P. Termino con una pregunta en torno al uso de las redes sociales. Hay autores que, tras asomarse a ellas, han preferido limitarlas a su actividad promocional, e incluso, algunos han preferido cerrarlas argumentando que les apartaban de su cometido: escribir libros. En tu caso, tú haces todo lo contrario: Realizas encuentros con tus lectores de forma regular, respondes a sus preguntas, apoyas grupos y reaccionas a todos los comentarios que se te hacen. Me parece un acto de generosidad que supone un gran esfuerzo. ¿Qué te aporta el constante contacto con tus lectores?

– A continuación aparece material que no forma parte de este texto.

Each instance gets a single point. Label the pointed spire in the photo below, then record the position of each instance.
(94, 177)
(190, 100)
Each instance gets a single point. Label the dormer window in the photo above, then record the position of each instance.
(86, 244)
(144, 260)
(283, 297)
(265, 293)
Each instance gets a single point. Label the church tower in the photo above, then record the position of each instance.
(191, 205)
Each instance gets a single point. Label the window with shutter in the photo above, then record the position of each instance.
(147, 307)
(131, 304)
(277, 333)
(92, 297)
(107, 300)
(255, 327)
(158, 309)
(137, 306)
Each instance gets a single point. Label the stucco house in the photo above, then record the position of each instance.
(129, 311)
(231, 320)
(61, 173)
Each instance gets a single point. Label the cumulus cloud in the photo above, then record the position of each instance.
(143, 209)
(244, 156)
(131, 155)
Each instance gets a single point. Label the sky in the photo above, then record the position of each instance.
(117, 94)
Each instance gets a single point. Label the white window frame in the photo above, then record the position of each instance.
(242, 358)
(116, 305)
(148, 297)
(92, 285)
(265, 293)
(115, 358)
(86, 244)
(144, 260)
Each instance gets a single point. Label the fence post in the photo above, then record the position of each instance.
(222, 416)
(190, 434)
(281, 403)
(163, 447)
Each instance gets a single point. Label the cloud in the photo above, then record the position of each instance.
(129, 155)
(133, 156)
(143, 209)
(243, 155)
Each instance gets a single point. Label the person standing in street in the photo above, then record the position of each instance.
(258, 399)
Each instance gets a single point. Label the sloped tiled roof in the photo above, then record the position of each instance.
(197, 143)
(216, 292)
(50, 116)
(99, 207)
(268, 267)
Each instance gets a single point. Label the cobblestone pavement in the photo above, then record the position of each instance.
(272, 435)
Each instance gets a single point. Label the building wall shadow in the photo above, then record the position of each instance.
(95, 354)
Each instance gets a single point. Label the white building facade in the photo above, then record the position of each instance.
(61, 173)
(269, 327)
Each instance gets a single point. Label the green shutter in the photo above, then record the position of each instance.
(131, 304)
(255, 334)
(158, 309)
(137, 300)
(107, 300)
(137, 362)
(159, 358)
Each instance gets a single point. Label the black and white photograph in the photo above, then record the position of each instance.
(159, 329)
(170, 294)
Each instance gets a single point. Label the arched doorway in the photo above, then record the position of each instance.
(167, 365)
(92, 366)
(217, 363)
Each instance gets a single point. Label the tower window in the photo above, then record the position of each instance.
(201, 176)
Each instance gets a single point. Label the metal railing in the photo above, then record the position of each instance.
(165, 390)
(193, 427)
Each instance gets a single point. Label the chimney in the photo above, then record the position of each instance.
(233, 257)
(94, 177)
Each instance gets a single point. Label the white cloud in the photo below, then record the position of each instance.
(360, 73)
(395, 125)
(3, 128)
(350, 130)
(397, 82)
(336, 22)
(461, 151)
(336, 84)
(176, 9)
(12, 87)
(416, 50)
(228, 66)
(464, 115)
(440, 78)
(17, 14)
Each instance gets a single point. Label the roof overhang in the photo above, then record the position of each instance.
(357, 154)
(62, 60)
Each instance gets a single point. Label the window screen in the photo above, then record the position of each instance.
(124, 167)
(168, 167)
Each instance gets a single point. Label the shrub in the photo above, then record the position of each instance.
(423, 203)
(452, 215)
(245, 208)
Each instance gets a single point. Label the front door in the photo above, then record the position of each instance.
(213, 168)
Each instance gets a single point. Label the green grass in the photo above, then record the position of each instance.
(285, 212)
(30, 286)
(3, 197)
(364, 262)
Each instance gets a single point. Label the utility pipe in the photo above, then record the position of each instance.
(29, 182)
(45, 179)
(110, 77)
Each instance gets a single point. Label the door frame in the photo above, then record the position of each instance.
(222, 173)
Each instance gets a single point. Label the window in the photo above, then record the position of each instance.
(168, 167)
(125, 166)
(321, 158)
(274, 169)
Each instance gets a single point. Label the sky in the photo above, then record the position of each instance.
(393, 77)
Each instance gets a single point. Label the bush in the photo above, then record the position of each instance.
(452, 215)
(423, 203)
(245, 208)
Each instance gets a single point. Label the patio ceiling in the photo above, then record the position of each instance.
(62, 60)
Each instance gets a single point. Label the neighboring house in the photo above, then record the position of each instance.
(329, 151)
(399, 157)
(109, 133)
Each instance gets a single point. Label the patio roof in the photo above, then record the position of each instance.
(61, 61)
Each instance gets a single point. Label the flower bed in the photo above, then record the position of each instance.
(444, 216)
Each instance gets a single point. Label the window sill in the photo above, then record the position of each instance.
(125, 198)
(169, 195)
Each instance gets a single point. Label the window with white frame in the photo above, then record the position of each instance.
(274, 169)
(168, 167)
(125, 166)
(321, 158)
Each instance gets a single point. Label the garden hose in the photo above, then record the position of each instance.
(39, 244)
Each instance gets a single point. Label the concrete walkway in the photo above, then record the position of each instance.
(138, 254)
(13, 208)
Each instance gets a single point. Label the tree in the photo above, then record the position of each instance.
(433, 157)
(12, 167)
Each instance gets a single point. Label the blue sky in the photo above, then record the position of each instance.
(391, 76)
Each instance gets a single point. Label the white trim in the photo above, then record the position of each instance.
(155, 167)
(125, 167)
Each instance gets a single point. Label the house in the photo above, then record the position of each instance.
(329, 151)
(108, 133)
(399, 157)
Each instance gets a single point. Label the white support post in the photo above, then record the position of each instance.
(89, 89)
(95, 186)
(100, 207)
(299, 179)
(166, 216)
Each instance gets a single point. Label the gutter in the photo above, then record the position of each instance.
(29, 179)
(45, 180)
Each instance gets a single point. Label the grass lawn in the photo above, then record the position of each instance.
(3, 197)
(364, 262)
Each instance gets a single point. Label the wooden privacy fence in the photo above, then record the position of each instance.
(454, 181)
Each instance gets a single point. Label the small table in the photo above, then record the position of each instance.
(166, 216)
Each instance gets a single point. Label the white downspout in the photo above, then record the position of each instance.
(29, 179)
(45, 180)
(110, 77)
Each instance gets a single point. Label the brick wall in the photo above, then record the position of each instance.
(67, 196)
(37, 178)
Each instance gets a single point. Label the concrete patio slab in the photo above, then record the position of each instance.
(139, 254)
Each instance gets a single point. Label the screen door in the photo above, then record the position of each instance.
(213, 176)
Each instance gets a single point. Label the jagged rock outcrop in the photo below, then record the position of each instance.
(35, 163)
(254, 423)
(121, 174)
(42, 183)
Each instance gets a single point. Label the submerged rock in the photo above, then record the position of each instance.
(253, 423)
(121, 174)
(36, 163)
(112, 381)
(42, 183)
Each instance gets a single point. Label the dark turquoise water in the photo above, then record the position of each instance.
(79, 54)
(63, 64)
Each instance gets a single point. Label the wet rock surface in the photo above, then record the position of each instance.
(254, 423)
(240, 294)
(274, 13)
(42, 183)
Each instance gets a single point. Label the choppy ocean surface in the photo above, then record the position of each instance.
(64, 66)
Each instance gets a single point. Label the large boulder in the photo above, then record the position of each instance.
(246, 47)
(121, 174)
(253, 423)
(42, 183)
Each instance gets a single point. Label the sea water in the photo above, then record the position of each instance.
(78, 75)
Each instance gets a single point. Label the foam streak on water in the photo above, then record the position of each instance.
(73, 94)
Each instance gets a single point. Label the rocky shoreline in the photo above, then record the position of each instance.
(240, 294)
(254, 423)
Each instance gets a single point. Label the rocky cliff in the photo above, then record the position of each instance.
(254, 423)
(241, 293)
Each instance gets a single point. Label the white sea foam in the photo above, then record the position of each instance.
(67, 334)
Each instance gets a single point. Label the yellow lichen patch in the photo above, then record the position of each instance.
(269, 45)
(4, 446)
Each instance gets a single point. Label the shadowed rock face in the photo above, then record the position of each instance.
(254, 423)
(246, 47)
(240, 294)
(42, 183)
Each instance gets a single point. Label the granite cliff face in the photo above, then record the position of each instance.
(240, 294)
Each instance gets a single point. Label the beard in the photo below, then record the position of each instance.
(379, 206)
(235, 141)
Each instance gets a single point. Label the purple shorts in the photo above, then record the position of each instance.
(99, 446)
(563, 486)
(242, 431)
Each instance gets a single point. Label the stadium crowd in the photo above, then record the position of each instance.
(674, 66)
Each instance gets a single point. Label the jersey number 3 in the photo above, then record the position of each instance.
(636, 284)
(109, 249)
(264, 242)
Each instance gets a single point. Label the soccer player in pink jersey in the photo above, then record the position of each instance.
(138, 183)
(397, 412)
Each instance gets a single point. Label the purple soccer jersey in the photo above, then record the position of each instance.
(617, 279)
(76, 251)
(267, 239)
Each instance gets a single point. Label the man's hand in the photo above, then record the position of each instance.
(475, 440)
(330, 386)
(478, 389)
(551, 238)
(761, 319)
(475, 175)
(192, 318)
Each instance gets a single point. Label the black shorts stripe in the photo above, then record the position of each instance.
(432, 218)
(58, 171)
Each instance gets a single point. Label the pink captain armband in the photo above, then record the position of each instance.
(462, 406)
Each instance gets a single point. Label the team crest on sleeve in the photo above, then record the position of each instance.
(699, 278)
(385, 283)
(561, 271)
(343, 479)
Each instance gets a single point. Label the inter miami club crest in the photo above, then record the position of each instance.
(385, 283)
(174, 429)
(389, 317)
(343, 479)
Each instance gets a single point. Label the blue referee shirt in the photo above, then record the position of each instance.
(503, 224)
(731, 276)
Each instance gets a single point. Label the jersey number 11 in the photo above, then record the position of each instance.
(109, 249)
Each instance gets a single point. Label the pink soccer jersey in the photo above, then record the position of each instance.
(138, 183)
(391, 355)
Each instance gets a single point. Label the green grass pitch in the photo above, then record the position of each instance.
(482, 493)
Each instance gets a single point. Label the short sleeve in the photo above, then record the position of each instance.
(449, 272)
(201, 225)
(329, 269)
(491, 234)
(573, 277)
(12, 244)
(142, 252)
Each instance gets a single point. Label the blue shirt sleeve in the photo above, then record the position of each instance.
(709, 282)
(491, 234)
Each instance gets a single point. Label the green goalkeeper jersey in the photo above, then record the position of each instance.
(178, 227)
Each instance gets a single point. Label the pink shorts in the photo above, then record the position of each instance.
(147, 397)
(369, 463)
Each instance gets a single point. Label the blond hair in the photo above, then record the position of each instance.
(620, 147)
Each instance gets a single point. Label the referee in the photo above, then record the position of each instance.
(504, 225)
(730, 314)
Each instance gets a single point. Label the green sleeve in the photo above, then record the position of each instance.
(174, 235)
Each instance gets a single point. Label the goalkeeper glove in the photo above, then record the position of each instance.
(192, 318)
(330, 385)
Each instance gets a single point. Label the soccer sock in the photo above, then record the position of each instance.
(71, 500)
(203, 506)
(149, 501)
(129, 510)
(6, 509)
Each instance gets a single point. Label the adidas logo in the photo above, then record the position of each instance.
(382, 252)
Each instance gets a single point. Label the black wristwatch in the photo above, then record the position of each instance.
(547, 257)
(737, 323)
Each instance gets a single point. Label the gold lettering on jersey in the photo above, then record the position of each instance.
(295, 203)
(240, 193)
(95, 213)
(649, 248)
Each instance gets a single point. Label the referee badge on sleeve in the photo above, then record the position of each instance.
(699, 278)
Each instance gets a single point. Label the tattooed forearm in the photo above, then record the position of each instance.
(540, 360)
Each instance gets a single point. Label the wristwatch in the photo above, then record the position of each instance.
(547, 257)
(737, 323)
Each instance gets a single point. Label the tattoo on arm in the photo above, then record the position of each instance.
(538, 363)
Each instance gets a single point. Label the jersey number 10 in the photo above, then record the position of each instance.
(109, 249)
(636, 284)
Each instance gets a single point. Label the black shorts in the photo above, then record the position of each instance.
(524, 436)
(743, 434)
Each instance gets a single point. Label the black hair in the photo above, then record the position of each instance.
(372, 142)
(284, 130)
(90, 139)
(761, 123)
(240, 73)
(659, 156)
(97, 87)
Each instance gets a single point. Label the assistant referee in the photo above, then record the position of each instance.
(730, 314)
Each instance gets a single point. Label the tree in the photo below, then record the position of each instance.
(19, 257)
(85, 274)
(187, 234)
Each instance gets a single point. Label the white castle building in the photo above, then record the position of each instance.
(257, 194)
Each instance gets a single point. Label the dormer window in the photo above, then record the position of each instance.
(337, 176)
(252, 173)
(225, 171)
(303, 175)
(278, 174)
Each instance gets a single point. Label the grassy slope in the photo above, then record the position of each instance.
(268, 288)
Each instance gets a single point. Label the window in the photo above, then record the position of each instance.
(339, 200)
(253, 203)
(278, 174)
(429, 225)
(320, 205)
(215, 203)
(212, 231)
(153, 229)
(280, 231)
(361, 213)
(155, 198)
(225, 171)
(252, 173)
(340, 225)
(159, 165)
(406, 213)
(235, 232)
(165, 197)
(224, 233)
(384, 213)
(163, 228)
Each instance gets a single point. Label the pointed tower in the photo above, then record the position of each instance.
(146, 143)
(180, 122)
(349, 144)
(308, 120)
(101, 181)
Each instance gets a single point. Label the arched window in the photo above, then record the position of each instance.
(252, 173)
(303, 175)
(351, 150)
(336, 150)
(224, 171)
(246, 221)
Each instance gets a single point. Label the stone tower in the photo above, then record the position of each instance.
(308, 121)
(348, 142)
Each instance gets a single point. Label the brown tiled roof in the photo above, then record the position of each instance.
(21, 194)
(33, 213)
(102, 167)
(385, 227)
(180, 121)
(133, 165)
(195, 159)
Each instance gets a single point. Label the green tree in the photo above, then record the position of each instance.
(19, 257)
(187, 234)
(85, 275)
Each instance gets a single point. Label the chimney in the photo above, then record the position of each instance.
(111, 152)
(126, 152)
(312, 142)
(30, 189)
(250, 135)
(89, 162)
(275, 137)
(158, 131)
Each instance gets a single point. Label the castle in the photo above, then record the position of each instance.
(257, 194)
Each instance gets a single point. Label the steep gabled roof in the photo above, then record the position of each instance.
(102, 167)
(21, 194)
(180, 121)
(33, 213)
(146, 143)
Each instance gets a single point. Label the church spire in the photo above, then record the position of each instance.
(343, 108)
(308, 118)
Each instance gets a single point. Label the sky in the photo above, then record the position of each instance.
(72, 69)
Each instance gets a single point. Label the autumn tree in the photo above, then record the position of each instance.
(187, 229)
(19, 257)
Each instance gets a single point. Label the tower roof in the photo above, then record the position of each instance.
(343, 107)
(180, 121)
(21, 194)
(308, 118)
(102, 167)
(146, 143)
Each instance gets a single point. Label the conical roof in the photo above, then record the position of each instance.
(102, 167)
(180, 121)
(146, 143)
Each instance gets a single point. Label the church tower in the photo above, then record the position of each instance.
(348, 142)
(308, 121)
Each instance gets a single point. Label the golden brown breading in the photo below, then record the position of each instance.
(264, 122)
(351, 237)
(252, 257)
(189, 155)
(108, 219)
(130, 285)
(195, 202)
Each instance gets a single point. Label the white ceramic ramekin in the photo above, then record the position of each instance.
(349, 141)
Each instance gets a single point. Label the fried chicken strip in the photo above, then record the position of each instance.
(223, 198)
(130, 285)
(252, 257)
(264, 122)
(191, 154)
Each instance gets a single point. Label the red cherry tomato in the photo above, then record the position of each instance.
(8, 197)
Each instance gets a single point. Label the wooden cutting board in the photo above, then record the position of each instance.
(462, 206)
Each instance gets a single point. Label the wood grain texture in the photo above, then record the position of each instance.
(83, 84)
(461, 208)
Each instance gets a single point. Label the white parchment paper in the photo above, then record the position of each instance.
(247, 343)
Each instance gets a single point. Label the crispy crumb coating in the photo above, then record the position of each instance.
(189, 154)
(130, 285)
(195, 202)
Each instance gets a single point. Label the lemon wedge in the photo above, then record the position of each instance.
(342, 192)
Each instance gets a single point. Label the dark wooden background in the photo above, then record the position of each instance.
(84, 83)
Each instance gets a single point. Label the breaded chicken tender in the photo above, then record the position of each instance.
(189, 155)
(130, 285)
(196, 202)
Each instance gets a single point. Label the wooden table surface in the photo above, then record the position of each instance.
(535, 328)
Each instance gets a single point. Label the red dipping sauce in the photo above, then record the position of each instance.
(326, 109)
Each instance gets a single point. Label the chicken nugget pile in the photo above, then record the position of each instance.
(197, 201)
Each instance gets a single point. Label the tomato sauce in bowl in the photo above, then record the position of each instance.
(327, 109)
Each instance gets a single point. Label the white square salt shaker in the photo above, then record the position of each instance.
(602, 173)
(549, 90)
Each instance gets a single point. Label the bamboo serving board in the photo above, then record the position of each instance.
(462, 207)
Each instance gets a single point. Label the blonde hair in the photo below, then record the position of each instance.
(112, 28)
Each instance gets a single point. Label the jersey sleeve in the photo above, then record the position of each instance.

R. La verdad es que las redes sociales son un arma de doble filo porque te consumen un tiempo bestial. Twitter me horroriza porque es un sitio tan chillón, tan gritón, tan violento… E Instagram prácticamente no lo uso. Pero Facebook lo utilizo muchísimo y la verdad es que tengo 180 mil seguidores, que es como vivir en una ciudad de 180 mil habitantes en la que todos estamos más o menos interesados por las mismas cosas. Además, tengo unos seguidores increíbles. Más de una vez he sacado artículos de cosas que me dicen en Facebook. Y he puesto algo de ello en mis libros. En uno de ellos, Los tiempos del odio, le doy las gracias a una de mis seguidoras de Facebook por algo que me dijo y que metí en la novela. O sea, son un lujo. Y luego, por otro lado siempre he sido muy accesible. No me gusta lo de la torre de cristal. Me gusta mucho la gente. Cuando te decía antes que la vida es incomprensible si no se vive con los otros… A mí es que la gente me gusta con locura. Me encanta ver cómo vive su vida. Hay una cosa que me encanta, que es una paradoja, y es el hecho de que todos somos iguales y al mismo tiempo diferentes. Y a mí me regocija sentirme en ambos lados del espectro. Sentir esa igualdad, esa hermandad, y sentir también la curiosidad por la diferencia. Y es maravilloso poder hablar con tanta gente, compartir cosas y debatir. Me escriben y yo me siento en deuda por su generosidad y su cariño. Y aunque me está creando unos problemas prácticos que tengo que solucionar, igual me da mucho.